Mar do Furadouro e do Mundo

Mar do Furadouro e do Mundo

 

Olho-te, desse modo, com as pálpebras pousadas no extenso areal que te compõe o rosto e apenas te imagino assim: terno, sossegado e abençoado. Penso em ti e em nós, eu menino a jogar-me nos teus braços, a espernear nas poças que criavas antes da tua imensidão. A minha mãe a olhar, sempre desconfiada, sempre galinha. O meu pai a pedir-me cautela, mas a aventurar-me. Meio certo, meio não. Confiavam em mim, nenhum confiava era em ti. Mas eu confiava. Se me puxasses, nesses teus braços do tamanho do mundo, seria para de seguida me trazer de volta. Só quererias abraçar-me.

Olhava-te, com calma e receio, a ‘pontapear’ os surfistas. Não a tratá-los mal, apenas a empurrá-los nas tuas ondas, como fios de cabelos, onde eles tanto desejavam deslizar. E ainda desejam, eles gostam de ti como poucos. Como os que se alimentam de ti, põem o pão na mesa com a tua diversidade. Trabalhei numa marisqueira, e lá estavas tu. A alimentar a marisqueira que me dava alimento, as primeiras ganas de ser algo mais na vida. Já fumava, feito estúpido. Mas parava para fumar a olhar-te. Sentia a tua areia a tocar-me os pés e a vontade de mergulhar na tua imensidão a dominar-me, a tomar conta de mim. Chegava o final da tarde e lá ia eu. Já não estavas com tantos admiradores, mas com o sol escuro de fim de tarde a bronzear-me o olhar, atirava-me a ti. Furava as tuas paredes de água e com as costas para o areal e o olhar para o infinito admirava-te. Sentia-te como uma parte de mim. Minto, sentia-me uma parte de ti.

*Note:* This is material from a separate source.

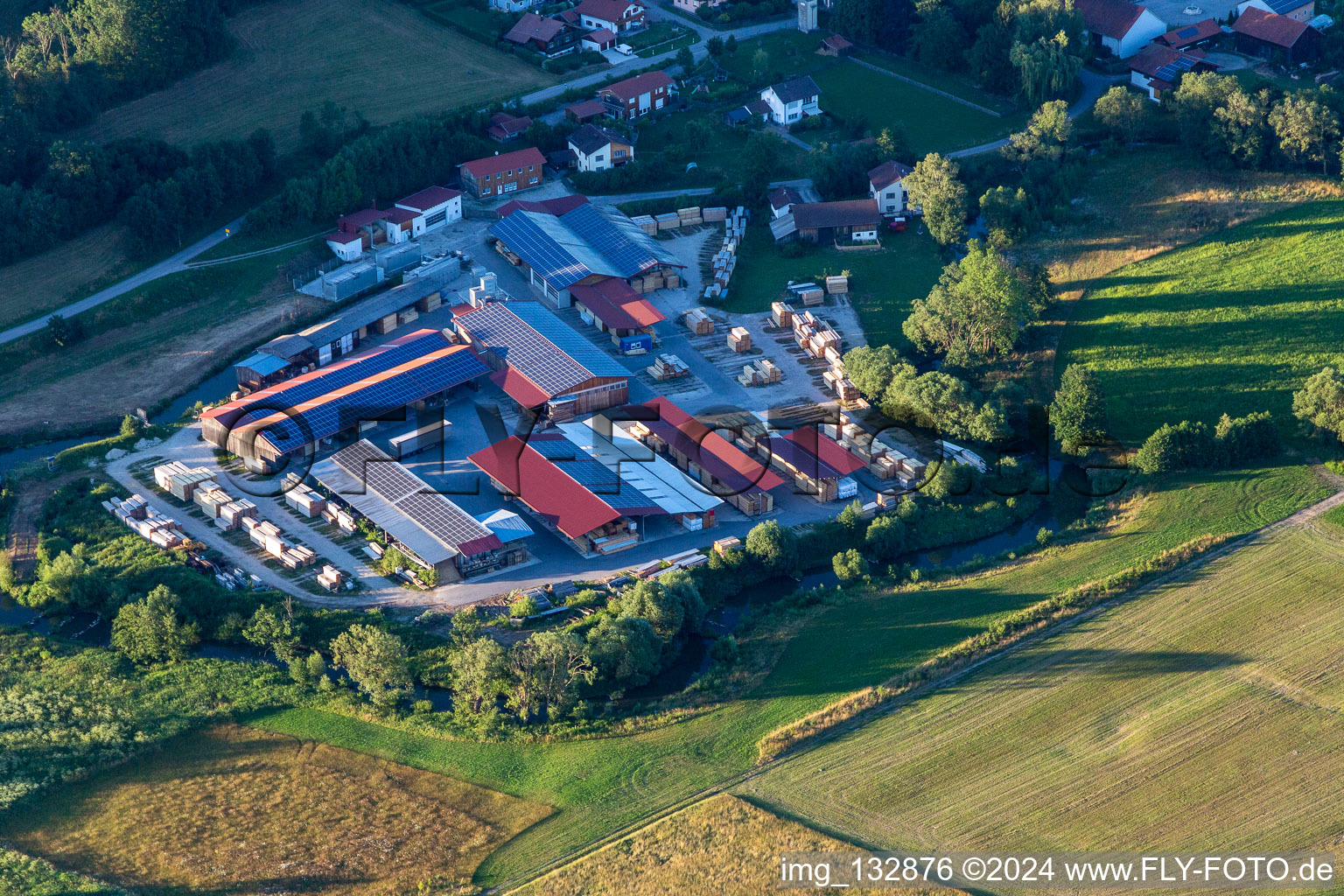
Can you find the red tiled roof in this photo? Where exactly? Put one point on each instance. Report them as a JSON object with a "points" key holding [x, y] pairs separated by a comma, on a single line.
{"points": [[1155, 55], [729, 464], [616, 304], [1183, 37], [521, 388], [632, 88], [543, 486], [429, 198], [534, 27], [887, 173], [504, 161], [1269, 27], [605, 10], [1109, 18]]}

Esta sempre foi a minha relação contigo, mar. Aqui, no nosso Furadouro, mas também em todos os outros lugares onde pacificas a vida das pessoas. Confia, és mais belo assim. Roubas-me sorrisos que só se explicam pela vontade de te escrever um texto às nove da manhã, antes do café e muito antes de começar a trabalhar. O tempo é de carnaval, mas o dia é teu. O texto é para ti, mar do Furadouro e do mundo. Não te voltes a portar mal.